Address for correspondence:
Naim Mahroum MD
International School of Medicine, Istanbul Medipol University,
Kavacık, Göztepe Mah, Atatürk Cd. No:40, 34810 Beykoz, Istanbul, Turkey
E-MAIL: naim.mahroum@gmail.com
Tel: +90-216 681 51 00
Fax: +90-212 531 75 55
Dear Editor,
The relation between infectious agents, particularly viruses, with autoimmunity and autoimmune diseases, has been extensively studied during the last decades. Recently, the association was shown to be even stronger during the pandemic of COVID-19, as the causative virus, SARS-CoV-2 (severe acute respiratory syndrome corona virus 2) has been linked to severe autoimmune sequela in infected individuals. The concerned consequences in patients with COVID-19 were documented during the acute viral infection, throughout the long recovery phase (so-called post-COVID syndrome), as well as secondary to the vaccines of COVID-19 [1]. Actually, the autoimmune nature of SARS-CoV-2 has been vastly reported in the medical literature and it is beyond the scope of our current paper [2]. However, it shows the strong bond between infection and autoimmunity. Subsequently, with a deep interest in the field, we analyzed the article of Chang et al [3] concluding that there is no correlation between herpes simplex viral infections and systemic lupus erythematosus (SLE) in terms of causality using Mendelian randomization.

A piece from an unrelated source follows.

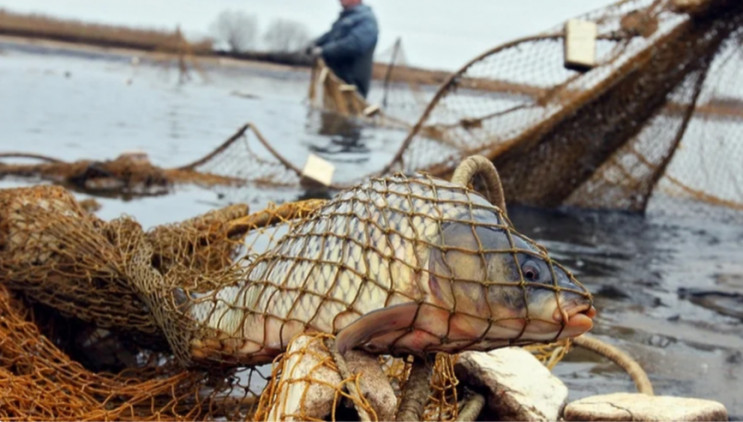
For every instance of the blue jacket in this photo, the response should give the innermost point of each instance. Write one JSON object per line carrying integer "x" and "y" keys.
{"x": 348, "y": 48}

In fact, SLE as a syndrome represents a spectrum of chronic systemic autoimmune conditions affecting almost every organ system and characterized by the production of a wide variety of autoantibodies. In terms of etiology, or more precisely, triggers of the disease, various infectious agents especially viruses were linked to the emergence of SLE. We have previously shown, by a real-life bigdata analysis, a strong and significant correlation between SLE and hepatitis C virus (HCV) compared to controls [4]. Moreover, infections in general were found in remarkable association with SLE besides increasing the mortality rated in hospitalized patients with SLE [5]. When it comes to herpes viruses and autoimmunity, the topic can be addressed in two main levels. The first is related to the correlation between herpes viruses and autoimmunity in general, whereas the second level concerns SLE and herpes viruses.
Human Herpes Viruses (HHVs) are widely spread DNA viruses infecting high proportion of the general population. The family is well known of causing latent and active infection determined by the competency of the immune system of the infected individual. Epstein–Barr virus (EBV) was demonstrated to serve as a risk factor for developing multiple sclerosis (MS) in certain age groups whilst Human Herpes Virus 6 (HHV-6), another HHV, inferred a risk for the disease in all age groups [6]. In fact, the mechanisms regarding the role of HHV-6 in MS has been considerably investigated [7]. For instance, HHV-6 was found to provoke autoimmunity through several mechanisms like its capability of lysing infected cells, and hence exposing high amounts of cell antigens presenting to the immune system. HHV-6 can also cause an irregular expression of the histocompatibility molecules resulting in the presentation of self-antigens. Another hypothesized mechanism by which HHV-6 contributes to autoimmune diseases is through molecular mimicry where viral proteins produced are similar, in various degrees, to self-proteins. The latter results in cross-reactive T cells with the ability of recognizing both viral and self-antigens.
Meanwhile, HHVs are responsible for a significant number of aspects in SLE. In terms of susceptibility to developing SLE, both EBV and CMV serve as important players in this regard [8]. Structural proteins of the viruses were shown to modulate the risk of SLE in genetically predisposed individuals. Interestingly, other members of the HHVs were directly and indirectly linked to SLE including Herpes Simplex Virus (HSV). In contrast to the findings presented by Chang et al [3]; Reis and colleagues illustrated a significant importance of both primary and reactivation of HHVs in patients with SLE [9]. By enrolling 71 SLE patients classified into active and non-active disease, serum samples were evaluated by PCR for the detection of HHVs including HSV-1 and HSV-2. Based on the results, the authors emphasized the need to check for the presence of HSV-1 and HSV-2 in patients with SLE presenting with atypical symptoms.
Having said that, we do agree that HSV-1 and HSV-2 are not as common as other members of the HHVs, particularly EBV, in terms of etiology, pathogenesis, and exacerbation of SLE. Nevertheless, their implication in SLE should not be underestimated. This association comes to a greater attention due to the critical importance of CNS infection in SLE, as it carries a high mortality rate and constitutes a clinical challenge in the differential diagnosis of SLE-related CNS disease (termed neuropsychiatric lupus) [10]. While the latter is treated with high doses of immunosuppression, the high mortality in the former could be worse under immunosuppressive treatment.